PFARRER sollen wir die fische zurückwerfen?
FISCHPUPPE meine teile faulen
GEIST lese er vor!
PFARRER hat er wirklich schreien gehört? ich höre nur stimmen,  stimmen, sie lachen und weinen von überall her, immerzu. bin ich verhext?
JESUS schaut, das wasser hat die decke erreicht. nix da mit  darüber wandeln.
die FISCHPUPPE
riecht vor sich hin: fisch von meinem fisch
das PUBLIKUM hängt 
oben an der decke, 
die kruzifixe liegen 
auf dem grund
die ZUGEHFRAU rappelt 
sich aus dem leichentuch, 
sieht die PUPPE dasitzen 
und will sich auf sie stürzen. 
da zögert sie und geht 
gemessenen schrittes auf 
den tisch zu.
der PFARRER mir schwant etwas
der GEIST nehmen sie platz.
JESUS du hast gesündigt wider den HERRN, doch ich habe  dich erweckt
ZUGEHFRAU einen schmarren redest du. ich war bloss ohnmächtig.
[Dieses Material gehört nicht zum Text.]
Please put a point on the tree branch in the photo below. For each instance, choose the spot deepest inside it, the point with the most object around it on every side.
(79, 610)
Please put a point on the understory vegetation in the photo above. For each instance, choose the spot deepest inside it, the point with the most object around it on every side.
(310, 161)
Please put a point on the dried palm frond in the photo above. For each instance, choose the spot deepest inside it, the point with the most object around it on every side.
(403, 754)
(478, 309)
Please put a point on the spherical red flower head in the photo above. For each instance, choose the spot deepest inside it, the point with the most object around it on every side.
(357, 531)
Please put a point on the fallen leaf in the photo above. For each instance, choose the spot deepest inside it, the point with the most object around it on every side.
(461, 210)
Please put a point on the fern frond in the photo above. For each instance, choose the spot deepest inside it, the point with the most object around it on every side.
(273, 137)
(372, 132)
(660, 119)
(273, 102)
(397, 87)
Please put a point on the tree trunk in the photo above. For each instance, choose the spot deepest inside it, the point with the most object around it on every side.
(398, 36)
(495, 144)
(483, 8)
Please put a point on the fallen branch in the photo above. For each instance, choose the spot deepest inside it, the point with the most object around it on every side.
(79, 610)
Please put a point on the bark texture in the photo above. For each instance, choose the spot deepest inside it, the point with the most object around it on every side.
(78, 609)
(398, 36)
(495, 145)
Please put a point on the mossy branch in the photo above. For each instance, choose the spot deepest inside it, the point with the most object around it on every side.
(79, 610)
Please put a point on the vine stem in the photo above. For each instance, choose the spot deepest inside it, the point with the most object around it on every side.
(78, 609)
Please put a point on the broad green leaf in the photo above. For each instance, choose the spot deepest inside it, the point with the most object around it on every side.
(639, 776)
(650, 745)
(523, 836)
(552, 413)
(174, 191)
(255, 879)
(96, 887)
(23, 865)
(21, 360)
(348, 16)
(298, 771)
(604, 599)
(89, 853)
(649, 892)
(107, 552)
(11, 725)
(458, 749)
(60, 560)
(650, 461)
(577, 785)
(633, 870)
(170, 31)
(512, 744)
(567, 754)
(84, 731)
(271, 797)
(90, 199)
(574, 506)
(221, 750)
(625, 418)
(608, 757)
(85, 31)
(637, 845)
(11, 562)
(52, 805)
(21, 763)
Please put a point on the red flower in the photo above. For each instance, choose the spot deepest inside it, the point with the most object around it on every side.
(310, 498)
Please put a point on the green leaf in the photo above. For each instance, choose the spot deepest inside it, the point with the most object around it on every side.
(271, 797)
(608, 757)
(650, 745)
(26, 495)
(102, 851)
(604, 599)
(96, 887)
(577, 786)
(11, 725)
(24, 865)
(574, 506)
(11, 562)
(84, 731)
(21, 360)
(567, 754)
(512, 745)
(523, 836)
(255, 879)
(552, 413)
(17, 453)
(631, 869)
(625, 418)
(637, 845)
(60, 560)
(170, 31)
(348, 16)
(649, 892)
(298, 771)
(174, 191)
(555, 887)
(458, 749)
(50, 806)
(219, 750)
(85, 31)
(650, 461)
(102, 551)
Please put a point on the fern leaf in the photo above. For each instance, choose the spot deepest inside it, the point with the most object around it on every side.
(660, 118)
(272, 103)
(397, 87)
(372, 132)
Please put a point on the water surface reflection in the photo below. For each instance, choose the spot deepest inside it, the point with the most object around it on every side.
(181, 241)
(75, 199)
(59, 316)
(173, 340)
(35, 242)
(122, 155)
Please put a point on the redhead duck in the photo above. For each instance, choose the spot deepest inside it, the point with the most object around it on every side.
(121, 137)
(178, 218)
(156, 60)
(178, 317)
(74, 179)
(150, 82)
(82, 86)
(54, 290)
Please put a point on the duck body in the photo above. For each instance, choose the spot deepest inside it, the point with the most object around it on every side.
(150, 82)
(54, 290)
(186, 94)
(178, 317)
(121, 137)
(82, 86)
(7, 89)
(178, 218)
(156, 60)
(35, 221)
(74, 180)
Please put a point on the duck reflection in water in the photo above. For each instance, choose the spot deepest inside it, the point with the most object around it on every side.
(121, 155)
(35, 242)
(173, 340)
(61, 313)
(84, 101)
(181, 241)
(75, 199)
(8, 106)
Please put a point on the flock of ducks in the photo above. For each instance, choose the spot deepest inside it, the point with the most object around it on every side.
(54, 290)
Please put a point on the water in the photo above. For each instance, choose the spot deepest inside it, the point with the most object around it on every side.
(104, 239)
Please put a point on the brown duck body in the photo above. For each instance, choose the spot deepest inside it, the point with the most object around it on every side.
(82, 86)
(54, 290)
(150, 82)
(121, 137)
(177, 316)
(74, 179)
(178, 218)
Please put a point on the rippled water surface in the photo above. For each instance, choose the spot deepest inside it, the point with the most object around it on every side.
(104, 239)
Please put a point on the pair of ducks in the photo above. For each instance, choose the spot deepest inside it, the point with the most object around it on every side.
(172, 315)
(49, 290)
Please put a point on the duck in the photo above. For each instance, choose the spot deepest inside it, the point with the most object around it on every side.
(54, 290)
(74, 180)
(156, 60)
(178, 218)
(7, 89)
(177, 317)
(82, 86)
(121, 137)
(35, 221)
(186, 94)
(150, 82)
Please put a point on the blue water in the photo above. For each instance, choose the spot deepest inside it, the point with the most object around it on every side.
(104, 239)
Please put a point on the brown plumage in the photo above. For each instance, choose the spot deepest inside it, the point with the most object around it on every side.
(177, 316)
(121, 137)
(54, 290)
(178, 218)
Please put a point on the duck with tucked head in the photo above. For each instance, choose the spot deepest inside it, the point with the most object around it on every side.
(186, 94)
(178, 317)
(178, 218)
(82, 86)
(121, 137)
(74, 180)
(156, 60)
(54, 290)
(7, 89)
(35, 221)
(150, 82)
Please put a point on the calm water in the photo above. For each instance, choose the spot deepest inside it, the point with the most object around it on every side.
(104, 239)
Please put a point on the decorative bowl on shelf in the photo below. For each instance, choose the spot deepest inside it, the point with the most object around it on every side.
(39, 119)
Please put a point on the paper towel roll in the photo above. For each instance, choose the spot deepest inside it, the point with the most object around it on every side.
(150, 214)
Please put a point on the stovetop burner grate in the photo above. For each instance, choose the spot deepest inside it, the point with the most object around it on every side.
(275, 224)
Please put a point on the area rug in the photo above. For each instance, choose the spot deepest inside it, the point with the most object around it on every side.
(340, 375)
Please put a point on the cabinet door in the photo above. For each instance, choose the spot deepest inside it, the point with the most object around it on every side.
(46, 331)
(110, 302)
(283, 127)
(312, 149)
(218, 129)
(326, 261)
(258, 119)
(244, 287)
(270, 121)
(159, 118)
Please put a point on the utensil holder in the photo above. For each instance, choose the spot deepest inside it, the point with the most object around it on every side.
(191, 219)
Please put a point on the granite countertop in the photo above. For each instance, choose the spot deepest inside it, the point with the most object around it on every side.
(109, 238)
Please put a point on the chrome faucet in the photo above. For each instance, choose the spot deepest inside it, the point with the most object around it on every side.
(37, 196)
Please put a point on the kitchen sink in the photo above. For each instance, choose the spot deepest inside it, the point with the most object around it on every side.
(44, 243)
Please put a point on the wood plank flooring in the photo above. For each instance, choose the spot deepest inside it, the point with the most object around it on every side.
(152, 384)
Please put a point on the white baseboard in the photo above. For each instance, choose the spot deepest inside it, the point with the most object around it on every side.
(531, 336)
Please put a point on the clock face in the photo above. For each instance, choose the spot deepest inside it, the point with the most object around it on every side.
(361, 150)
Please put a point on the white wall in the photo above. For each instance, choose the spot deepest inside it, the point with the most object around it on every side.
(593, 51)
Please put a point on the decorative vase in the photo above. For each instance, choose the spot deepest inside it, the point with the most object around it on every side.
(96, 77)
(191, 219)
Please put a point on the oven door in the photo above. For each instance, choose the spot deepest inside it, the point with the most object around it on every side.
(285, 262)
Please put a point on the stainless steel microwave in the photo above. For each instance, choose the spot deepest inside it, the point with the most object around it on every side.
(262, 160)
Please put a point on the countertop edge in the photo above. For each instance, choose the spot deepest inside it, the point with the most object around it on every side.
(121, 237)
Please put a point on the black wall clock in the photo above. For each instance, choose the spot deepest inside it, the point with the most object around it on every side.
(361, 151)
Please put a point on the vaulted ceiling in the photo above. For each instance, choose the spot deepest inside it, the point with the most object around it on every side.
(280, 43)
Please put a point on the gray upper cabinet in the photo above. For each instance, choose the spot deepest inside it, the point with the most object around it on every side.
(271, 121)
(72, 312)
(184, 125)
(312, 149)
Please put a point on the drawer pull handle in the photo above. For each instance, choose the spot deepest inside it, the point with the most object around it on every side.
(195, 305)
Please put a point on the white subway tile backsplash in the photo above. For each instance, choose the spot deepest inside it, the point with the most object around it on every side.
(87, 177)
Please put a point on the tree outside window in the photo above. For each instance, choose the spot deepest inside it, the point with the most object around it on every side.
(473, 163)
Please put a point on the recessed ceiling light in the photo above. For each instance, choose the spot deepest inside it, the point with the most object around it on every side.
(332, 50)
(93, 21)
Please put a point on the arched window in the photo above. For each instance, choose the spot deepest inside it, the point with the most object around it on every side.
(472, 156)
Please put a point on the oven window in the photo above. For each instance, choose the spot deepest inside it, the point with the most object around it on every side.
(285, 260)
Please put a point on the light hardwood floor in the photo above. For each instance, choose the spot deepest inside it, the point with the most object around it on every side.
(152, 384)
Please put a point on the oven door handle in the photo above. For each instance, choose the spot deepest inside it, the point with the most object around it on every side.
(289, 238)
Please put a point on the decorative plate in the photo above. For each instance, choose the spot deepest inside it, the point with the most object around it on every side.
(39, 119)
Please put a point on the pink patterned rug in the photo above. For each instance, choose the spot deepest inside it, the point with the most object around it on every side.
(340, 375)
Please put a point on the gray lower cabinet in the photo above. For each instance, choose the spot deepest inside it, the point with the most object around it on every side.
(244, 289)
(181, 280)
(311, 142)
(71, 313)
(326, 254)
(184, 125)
die FISCHPUPPE will sie fischsuppe mit uns essen?
die fünf sitzen da und löffeln
JESUS der tauchsieder im zuschauerraum bewährt sich. die  wandlung, die sich vollzieht ist immer wieder erstaunlich.  wie ein wenig heiliges feuer, den menschen die fischaugen  überquellen lässt!
PFARRER wir mussten die kirchensteuern erhöhen, dafür gibt es  jeden sonntag fischsuppe für die gemeinde.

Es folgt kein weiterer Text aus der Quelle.